The crowd at the commemoration was so big that the colour party at the head of the parade had turned onto the road to Cappagh before the last marchers left the assembly point at the car park of the Galbally Pearse’s GAC.
As the parade made it’s way in the small village of Cappagh it paused at the spot where IRA Volunteers John Quinn, Dwayne O’Donnell and Malcolm Nugent and civilian Thomas Armstrong were shot dead by the UVF in March 1991.
The four deaths were another example of British collusion with unionist paramilitary death squads. Cappagh was an area where the crown forces feared to operate so the ease with which the killers carried out the attack and made their escape pointed towards collusion.

“There is no better leadership”
At the republican monument in the village Tríona Kelly read out the names of the Loughgall Martyrs. Her father Patrick was one of the dead. The other Volunteers who died were Pádraig McKearney, Gerard O’Callaghan, Tony Gormley, Declan Arthurs, Séamus Donnelly, Eugene Kelly and Jim Lynagh.
Collette Donnelly, a sister of Séamus, played a lament on the whistle against the backdrop of Cappagh’s green hills and the gathering black clouds.
The main address was delivered by Belfast republican Brian Keenan who linked the political developments of the present to the political conditions of the past that saw republicans engage in armed struggle.
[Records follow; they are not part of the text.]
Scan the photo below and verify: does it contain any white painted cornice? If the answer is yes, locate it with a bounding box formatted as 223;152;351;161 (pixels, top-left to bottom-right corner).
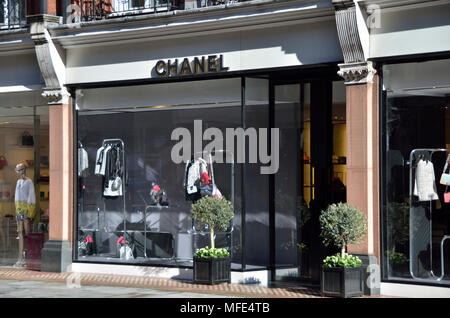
49;0;335;48
0;29;35;55
358;0;449;11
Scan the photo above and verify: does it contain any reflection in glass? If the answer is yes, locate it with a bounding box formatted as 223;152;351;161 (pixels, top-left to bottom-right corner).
0;106;49;266
383;59;450;283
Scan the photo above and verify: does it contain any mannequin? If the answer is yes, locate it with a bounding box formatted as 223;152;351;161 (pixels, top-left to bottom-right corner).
13;163;35;267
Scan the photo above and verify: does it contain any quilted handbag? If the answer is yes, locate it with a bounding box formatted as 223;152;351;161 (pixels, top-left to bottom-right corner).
0;156;7;169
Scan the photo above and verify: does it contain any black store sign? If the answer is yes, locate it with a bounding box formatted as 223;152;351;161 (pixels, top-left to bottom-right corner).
155;55;229;77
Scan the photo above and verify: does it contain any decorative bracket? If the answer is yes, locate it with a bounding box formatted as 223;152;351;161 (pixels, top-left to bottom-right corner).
28;15;70;104
332;0;376;84
337;61;376;85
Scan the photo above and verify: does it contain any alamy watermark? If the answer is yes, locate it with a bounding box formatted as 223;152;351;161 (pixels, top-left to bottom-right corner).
366;4;381;30
66;4;81;28
171;120;280;175
66;272;82;289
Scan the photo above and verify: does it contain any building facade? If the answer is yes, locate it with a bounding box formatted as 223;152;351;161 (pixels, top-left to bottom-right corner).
0;0;449;294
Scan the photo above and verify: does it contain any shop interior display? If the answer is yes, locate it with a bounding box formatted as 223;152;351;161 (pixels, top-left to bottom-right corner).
409;148;450;282
76;141;235;264
0;117;50;267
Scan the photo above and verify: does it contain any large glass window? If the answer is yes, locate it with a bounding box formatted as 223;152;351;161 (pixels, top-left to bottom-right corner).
75;78;243;268
382;58;450;284
0;104;49;267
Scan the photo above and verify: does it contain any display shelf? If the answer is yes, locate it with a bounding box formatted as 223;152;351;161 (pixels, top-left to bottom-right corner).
8;145;33;149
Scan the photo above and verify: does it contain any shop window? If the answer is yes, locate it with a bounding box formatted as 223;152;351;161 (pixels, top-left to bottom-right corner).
382;58;450;284
0;105;49;267
75;78;243;268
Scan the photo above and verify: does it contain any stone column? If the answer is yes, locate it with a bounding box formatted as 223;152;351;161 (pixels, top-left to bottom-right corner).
341;63;380;295
29;14;73;272
333;0;380;295
40;92;73;273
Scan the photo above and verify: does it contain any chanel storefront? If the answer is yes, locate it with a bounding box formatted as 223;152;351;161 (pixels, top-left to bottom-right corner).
60;14;349;285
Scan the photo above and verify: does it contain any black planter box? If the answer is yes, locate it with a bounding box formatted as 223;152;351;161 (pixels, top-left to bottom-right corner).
193;257;231;285
392;262;410;278
320;266;363;298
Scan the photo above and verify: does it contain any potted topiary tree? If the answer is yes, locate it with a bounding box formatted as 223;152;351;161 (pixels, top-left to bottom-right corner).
319;202;367;298
191;196;234;284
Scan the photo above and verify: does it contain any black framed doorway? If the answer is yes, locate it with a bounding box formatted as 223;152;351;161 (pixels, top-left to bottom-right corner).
268;77;343;284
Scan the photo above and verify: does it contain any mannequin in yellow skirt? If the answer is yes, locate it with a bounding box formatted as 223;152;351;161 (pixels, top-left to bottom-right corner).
13;163;35;267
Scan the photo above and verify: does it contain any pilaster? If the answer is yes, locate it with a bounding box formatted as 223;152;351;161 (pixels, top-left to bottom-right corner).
29;14;73;272
333;0;380;295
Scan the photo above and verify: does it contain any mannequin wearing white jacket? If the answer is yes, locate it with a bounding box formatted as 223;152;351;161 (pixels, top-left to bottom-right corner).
13;163;35;268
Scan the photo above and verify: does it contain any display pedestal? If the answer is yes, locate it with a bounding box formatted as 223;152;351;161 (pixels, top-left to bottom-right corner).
26;233;45;271
41;240;72;272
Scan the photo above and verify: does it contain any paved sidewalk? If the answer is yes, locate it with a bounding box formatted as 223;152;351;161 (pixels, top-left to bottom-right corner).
0;279;238;298
0;267;322;298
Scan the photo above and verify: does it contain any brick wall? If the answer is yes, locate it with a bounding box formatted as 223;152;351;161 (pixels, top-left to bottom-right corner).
26;0;40;15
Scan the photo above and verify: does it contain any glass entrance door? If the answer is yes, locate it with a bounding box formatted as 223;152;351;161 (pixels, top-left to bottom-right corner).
272;80;344;283
272;83;309;281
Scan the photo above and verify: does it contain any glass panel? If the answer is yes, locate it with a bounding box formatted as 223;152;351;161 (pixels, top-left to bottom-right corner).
382;59;450;283
76;78;242;267
332;81;347;204
243;77;269;270
273;81;345;281
273;83;305;280
0;105;49;267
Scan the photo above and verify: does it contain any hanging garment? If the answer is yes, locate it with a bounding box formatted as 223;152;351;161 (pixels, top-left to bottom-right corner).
78;146;89;177
185;157;208;194
14;177;36;220
414;159;439;201
94;145;106;175
95;145;113;176
103;144;123;197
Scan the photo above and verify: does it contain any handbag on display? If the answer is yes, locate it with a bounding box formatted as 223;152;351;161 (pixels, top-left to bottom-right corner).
445;184;450;203
159;191;169;206
0;156;8;169
149;183;162;205
111;176;122;191
198;181;213;197
212;185;223;199
78;240;87;256
120;244;136;260
440;155;450;185
85;235;94;255
21;131;34;146
445;192;450;203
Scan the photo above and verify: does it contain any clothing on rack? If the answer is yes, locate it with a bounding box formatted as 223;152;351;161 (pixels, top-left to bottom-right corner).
414;159;439;201
184;156;223;202
14;177;36;221
184;157;208;198
94;145;104;175
184;158;209;202
95;145;111;176
78;144;89;177
95;142;124;197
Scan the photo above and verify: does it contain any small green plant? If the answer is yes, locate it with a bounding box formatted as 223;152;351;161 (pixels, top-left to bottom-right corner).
191;196;234;250
195;246;230;259
319;202;367;259
323;253;362;268
297;243;308;253
387;250;408;264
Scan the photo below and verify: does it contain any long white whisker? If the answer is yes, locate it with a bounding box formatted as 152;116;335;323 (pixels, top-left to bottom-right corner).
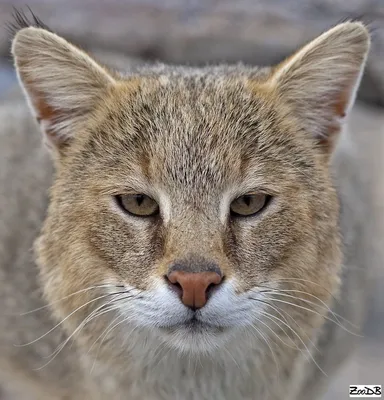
150;340;171;370
17;292;124;347
34;294;134;371
89;293;142;373
252;297;320;353
20;284;120;315
88;296;133;353
249;324;280;381
256;311;301;351
261;298;327;377
258;285;358;329
66;293;139;356
222;347;242;371
90;315;132;374
270;278;337;299
32;303;113;371
262;295;361;337
44;301;114;360
76;293;137;353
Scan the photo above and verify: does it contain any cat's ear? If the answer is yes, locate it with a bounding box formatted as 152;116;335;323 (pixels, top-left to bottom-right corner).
267;22;370;152
12;27;116;153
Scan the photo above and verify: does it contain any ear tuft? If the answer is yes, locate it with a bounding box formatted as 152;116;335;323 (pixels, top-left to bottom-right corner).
6;6;51;37
12;26;116;153
268;21;370;152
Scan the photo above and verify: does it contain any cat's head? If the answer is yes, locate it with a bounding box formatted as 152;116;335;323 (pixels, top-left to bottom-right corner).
12;20;369;357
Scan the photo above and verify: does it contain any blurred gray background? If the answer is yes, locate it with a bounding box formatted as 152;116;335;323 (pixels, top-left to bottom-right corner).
0;1;383;399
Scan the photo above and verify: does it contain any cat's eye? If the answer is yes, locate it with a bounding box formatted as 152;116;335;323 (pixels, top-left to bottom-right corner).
116;194;159;217
230;194;270;217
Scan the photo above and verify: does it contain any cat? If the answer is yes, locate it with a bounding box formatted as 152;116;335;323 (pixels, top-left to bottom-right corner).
0;13;371;400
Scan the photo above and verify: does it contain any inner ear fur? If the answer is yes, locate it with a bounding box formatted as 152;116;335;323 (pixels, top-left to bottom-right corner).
12;27;116;153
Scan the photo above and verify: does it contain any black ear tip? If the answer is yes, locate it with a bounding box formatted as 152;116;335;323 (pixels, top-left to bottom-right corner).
6;6;51;38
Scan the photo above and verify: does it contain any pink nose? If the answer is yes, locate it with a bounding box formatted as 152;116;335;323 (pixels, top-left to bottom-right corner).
167;271;223;309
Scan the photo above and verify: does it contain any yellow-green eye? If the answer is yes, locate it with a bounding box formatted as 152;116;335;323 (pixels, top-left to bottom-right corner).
230;194;270;217
117;194;159;217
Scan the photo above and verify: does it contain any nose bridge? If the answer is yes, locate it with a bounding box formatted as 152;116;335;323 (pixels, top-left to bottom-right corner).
162;214;229;309
169;255;222;276
167;213;222;259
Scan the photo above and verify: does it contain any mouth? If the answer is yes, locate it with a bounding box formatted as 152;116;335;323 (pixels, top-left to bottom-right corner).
155;313;234;354
160;315;227;334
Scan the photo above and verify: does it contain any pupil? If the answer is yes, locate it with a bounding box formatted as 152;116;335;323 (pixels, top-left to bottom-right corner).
243;195;251;207
136;195;144;206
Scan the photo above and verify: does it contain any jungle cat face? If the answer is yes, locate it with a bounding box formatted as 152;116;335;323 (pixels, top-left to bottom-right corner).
12;21;369;356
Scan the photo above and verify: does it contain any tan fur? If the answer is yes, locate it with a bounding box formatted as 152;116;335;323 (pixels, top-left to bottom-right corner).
0;21;371;399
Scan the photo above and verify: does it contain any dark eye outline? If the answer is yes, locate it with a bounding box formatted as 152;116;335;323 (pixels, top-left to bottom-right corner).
115;194;160;218
230;194;272;218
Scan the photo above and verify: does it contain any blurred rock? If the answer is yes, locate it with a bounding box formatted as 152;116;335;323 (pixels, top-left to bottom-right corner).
0;0;383;106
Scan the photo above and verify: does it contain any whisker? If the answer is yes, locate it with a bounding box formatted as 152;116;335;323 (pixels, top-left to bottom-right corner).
20;284;122;315
16;291;126;347
68;302;121;352
269;278;337;299
150;339;171;370
222;347;242;371
250;293;327;374
253;297;327;376
257;285;359;329
249;302;300;352
89;314;122;361
90;315;132;374
256;311;301;351
89;293;144;373
32;310;119;372
253;297;320;353
50;292;139;357
248;324;280;381
87;294;138;356
44;301;116;360
34;292;139;371
261;295;362;337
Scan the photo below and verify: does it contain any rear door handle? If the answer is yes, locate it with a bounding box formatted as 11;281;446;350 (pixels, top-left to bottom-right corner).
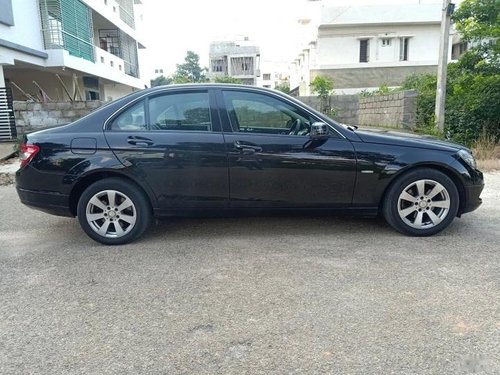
127;136;154;147
234;141;262;154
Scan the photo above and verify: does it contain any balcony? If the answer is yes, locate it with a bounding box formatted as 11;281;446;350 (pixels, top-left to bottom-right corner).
45;47;143;89
97;27;139;78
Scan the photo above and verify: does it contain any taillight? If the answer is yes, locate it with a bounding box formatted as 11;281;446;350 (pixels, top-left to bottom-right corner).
19;143;40;168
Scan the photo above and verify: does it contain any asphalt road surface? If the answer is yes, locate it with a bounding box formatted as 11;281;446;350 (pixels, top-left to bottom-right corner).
1;173;499;374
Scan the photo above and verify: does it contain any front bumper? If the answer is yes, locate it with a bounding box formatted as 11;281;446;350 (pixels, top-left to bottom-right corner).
461;182;484;214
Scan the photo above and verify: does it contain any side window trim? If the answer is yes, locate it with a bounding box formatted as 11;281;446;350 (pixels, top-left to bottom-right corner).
144;96;151;130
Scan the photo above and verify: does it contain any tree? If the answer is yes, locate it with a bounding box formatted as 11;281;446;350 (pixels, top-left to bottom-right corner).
274;83;291;94
173;51;206;83
402;0;500;146
453;0;500;42
310;76;334;114
452;0;499;72
150;75;172;87
213;76;242;84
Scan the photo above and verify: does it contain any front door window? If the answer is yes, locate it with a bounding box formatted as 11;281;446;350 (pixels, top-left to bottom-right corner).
222;91;314;136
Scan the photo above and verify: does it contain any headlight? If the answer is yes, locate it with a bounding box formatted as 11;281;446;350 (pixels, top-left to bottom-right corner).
457;149;476;169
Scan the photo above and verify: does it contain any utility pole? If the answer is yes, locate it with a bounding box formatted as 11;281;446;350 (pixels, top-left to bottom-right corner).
435;0;454;132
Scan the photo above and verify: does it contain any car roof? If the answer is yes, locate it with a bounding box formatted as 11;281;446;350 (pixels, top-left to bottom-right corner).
143;83;278;94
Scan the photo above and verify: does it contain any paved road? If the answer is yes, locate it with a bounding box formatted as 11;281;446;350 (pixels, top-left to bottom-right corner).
1;174;499;374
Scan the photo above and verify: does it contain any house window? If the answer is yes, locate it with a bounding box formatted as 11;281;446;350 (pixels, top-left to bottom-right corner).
155;69;159;74
212;59;226;73
452;42;468;60
359;39;369;63
99;29;121;57
159;69;163;74
381;38;391;47
85;89;100;100
263;73;271;80
400;37;410;61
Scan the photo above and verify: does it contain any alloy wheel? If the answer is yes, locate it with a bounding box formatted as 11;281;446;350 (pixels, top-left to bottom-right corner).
397;179;451;229
85;190;137;238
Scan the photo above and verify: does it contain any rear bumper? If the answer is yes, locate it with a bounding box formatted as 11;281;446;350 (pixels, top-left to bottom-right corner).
16;187;73;217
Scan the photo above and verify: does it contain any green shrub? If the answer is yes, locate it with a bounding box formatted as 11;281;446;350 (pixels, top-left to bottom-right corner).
446;69;500;145
401;60;500;146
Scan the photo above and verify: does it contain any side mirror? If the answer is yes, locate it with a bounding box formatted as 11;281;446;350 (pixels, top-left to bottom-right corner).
310;122;329;140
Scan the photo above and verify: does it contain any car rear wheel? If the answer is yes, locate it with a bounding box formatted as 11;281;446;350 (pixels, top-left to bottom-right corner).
77;178;152;245
383;168;459;236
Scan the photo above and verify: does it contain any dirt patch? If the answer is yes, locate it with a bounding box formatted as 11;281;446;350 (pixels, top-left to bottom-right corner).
0;173;15;186
0;159;19;186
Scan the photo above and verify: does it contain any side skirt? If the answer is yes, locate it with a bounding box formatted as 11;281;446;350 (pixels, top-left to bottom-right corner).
153;207;379;218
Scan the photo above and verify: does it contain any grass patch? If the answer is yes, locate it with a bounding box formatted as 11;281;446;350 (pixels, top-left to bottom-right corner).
471;131;500;171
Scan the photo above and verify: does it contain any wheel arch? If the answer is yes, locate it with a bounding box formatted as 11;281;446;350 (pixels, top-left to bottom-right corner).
379;163;466;216
69;170;157;216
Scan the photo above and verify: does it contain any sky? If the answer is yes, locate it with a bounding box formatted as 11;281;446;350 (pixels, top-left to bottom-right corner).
139;0;445;78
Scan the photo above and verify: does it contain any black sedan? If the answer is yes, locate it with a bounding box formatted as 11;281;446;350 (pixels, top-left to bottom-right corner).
16;84;484;245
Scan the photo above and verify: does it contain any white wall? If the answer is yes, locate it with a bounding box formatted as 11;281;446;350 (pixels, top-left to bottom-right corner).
0;0;45;53
102;82;136;102
316;24;446;68
45;49;144;89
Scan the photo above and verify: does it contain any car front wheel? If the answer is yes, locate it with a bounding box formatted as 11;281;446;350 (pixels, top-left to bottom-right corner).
77;178;152;245
383;168;460;236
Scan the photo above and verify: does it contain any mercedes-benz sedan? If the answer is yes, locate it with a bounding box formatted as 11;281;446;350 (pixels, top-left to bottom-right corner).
16;84;484;245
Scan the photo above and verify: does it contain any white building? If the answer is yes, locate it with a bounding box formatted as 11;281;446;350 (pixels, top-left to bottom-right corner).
0;0;146;102
257;60;290;89
290;4;451;95
208;39;260;86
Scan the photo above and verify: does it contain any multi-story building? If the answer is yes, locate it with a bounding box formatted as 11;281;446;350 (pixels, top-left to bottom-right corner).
208;39;260;86
0;0;146;102
290;4;450;95
257;60;289;89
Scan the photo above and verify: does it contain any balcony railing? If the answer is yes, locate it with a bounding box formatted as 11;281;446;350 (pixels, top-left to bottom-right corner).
39;0;95;62
117;0;135;29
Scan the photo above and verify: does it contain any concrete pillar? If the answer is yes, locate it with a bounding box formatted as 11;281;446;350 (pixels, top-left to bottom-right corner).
0;65;5;88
He commended the leadership of the republican struggle for bringing republicans to where we are now and said, “there is no better leadership”.
Acknowledging the difficulties that many republicans have with recent decisions, particularly the decision to go into the policing structures, Keenan pointed out that communities need a policing service. However he said, “the PSNI will have to win the trust of republicans and nationalists before people will accept them. It is also up to us to take them to task and Sinn Féin will be in there to make sure the PSNI will be properly scrutinised”.
Concluding his address Keenan recalled the words of Wolfe Tone saying that republicanism was about uniting Catholic, Protestant and Dissenter, “whatever the difficulties of the past we have to make peace with our enemies and that is the challenge facing us now”.